Of course, with Romelu Lukaku lurking in the squad the option is open for Chelsea to continue the style of play that has served them well over the Abramovich years. The young Belgian striker has seemingly everything in his artillery to be a replacement for Drogba—apart from experience.
If Chelsea wants to continue challenging for league glory, however, they will need to assemble a team that has more attacking menace.
The top five clubs in the Premier League all played an aggressive style of football this campaign, suggesting Chelsea’s philosophy may finally be out of date. Yes, they have won the Champions League, but a league campaign exposes weaknesses in a squad that a tournament does not. Chelsea cannot rest on their laurels.
Abramovich is seemingly aware of the need to imitate a Barcelona-esque style of football. The sport has evolved in recent seasons, but Chelsea’s attempts to keep up are personified in Andre Villas- Boas’ failed reign.
Despite the success of this season, change is a necessity. Chelsea’s current crop of players are either too old or technically not good enough for long-term success. A tactically astute manager is required as well as the arrival of a plethora of naturally gifted players.

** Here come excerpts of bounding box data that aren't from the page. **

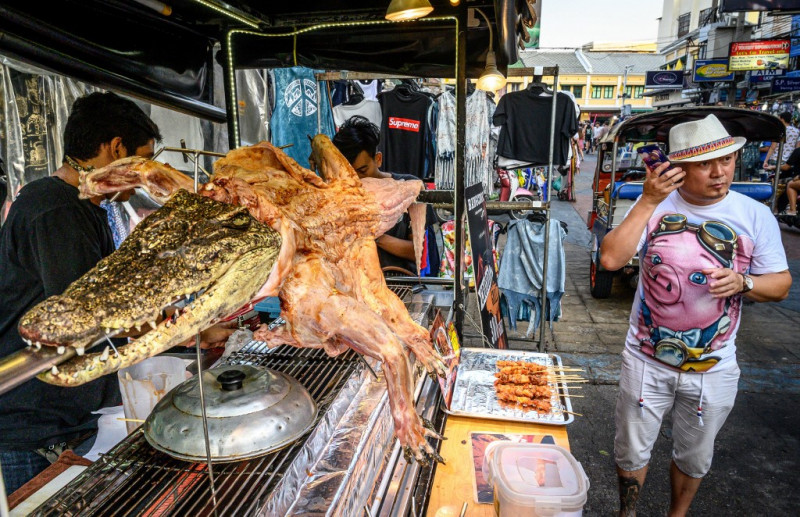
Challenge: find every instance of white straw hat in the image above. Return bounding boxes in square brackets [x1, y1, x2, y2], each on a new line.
[669, 115, 747, 162]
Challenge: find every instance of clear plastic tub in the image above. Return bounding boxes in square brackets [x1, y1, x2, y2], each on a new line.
[483, 441, 589, 517]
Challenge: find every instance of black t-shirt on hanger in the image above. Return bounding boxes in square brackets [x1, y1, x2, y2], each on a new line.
[378, 86, 433, 178]
[492, 89, 578, 165]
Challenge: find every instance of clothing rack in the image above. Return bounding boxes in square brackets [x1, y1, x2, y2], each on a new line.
[508, 62, 558, 352]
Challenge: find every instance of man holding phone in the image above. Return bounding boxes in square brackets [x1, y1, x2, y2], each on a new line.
[600, 115, 791, 516]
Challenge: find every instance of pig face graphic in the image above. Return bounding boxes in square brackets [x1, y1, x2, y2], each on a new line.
[637, 214, 745, 370]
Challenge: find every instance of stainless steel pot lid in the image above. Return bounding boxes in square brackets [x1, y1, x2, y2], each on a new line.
[144, 365, 317, 462]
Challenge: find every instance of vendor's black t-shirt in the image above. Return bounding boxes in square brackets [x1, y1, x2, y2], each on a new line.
[492, 90, 578, 165]
[0, 177, 121, 450]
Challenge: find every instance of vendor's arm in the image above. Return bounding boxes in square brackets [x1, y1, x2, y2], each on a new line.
[375, 235, 416, 262]
[600, 162, 686, 271]
[703, 268, 792, 302]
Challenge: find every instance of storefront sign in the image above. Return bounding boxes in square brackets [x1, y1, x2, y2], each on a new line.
[728, 39, 790, 72]
[464, 182, 508, 348]
[692, 59, 733, 83]
[772, 77, 800, 93]
[644, 70, 683, 88]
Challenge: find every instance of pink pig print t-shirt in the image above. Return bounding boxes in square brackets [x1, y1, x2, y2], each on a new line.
[626, 191, 788, 372]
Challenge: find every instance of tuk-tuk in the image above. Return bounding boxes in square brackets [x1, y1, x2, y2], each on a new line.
[586, 106, 786, 298]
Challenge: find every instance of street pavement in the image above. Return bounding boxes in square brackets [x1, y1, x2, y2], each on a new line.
[466, 155, 800, 517]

Should Chelsea have offered Drogba a new contract?
In Roberto Di Matteo they have a talented, young manager whose dynamic talent on the pitch helped build Chelsea into the force they are today. He has the adoration of fans and players and his claim to the managerial seat is validated by all but the Chelsea hierarchy.
Signing players will be more difficult than appointing a permanent manager.
Winning European glory symbolises the end of the Chelsea old guard, but it could also be used to attract new talent and create a second generation of success at the club.
The next chapter will start without Drogba, but the gold star on their famous blue strip will be a permanent reminder of his remarkable performance in Munich.